Talking about IR Magazine research that has consistently uncovered a gender pay gap in IR, Barry says that for her, ‘diversity and pay equity starts at the top. Last year, we partnered with Women Get On Board to conduct evidence-based research on the lack of board diversity in Canada.’ What they found was that just 16 percent of board seats for new issuers on the Toronto Stock Exchange (TSX) and TSX Venture Exchange were occupied by women and only 5.5 percent of board chairs were women. ‘If so few board members are women, the push for equitable pay will not happen,’ Barry says.
Sawamoto adds that ‘companies with IROs need to keep up with salary surveys and pay staff accordingly. IROs have a unique position as their jobs consist of many roles spanning ESG, compliance, finance, IR, media relations and corporate governance, to name a few. Expectations on IRO skills, education and accreditation and expanded investor engagement keep increasing, but the pay is not keeping up.’
So what other trends do the pair, who each spent the first 15 years of their respective careers as in-house IR for ‘a variety of public companies in a range of industries’ see emerging in the IR space? Barry cites the ‘ever-increasing compliance and regulations. For example, the scrutiny on news release content is greater now than ever’, as well as the perennial challenge of finding new and better ways to communicate with investors.
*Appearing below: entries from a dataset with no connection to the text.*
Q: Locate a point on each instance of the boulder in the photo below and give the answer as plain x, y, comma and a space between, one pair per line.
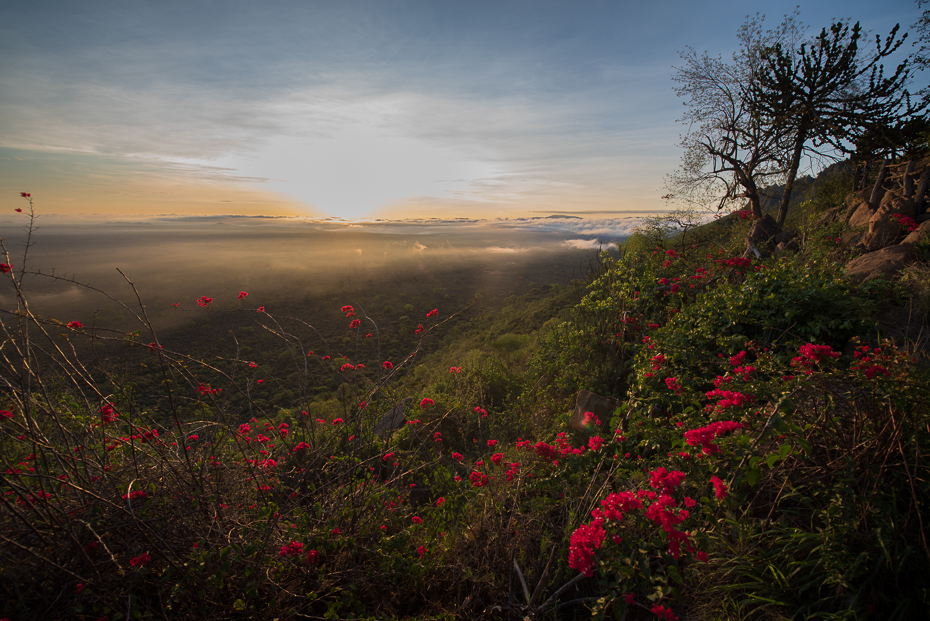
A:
852, 238
885, 262
860, 216
882, 233
892, 202
762, 233
829, 216
393, 419
588, 402
914, 236
854, 199
884, 228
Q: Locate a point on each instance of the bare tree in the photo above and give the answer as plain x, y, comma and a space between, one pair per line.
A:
730, 150
826, 94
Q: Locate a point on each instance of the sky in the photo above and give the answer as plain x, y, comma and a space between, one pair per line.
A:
359, 109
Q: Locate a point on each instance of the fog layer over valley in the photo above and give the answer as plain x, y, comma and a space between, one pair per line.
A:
284, 263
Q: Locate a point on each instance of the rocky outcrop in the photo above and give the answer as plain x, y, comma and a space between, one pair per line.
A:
922, 232
588, 402
878, 222
885, 262
393, 419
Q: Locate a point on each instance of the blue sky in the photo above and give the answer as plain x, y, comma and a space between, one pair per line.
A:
359, 109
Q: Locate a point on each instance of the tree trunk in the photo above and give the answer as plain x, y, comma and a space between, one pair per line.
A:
909, 180
922, 190
789, 182
876, 190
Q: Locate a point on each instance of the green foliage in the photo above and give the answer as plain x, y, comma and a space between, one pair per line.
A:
766, 460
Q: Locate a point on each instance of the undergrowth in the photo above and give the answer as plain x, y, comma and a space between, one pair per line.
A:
766, 461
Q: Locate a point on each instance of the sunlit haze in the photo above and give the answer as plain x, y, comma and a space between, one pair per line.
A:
358, 109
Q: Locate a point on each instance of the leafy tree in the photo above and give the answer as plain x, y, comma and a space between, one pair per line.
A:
827, 94
729, 149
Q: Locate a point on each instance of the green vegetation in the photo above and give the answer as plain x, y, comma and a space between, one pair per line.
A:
766, 460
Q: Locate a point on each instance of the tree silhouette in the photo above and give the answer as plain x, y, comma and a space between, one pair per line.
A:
826, 95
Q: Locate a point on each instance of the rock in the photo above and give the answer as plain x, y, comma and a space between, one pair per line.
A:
884, 227
854, 199
851, 238
893, 202
601, 407
860, 216
829, 216
882, 233
762, 233
393, 419
885, 262
787, 246
914, 236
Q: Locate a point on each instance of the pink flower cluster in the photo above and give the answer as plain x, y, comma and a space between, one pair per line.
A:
737, 262
730, 398
294, 548
813, 354
865, 362
705, 436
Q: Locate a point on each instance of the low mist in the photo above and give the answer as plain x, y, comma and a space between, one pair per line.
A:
281, 261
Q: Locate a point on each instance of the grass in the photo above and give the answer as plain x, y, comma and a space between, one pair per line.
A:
766, 460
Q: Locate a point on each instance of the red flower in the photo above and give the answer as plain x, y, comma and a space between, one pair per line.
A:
294, 548
141, 561
478, 479
107, 415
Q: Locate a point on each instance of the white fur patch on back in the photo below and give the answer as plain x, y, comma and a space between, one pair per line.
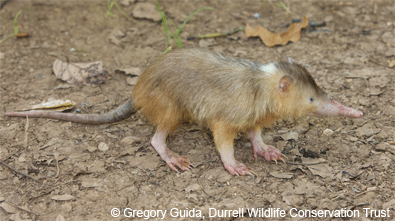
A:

While on the one hand, she says it is still ‘all about getting back to the basics of telling great stories and building relationships with analysts and other key stakeholders’, Barry also says the firm likes to get creative. ‘We got creative with our client PesoRama, Mexico’s only true dollar store, and provided dollar store swag to investment advisers to break through the barrage of messaging,’ she recalls.
This is a philosophy it seems the pair apply to everything irlabs does. ‘Our Capital Markets Comeback Tour this spring is a great example of engaging with capital markets in a fun way,’ says Sawamoto. ‘We’re holding sold-out evening events in Vancouver, Calgary, Montreal and Toronto with capital markets and the media, and the response has been overwhelmingly positive.
‘We’re not afraid to push the envelope on making meaningful connections.’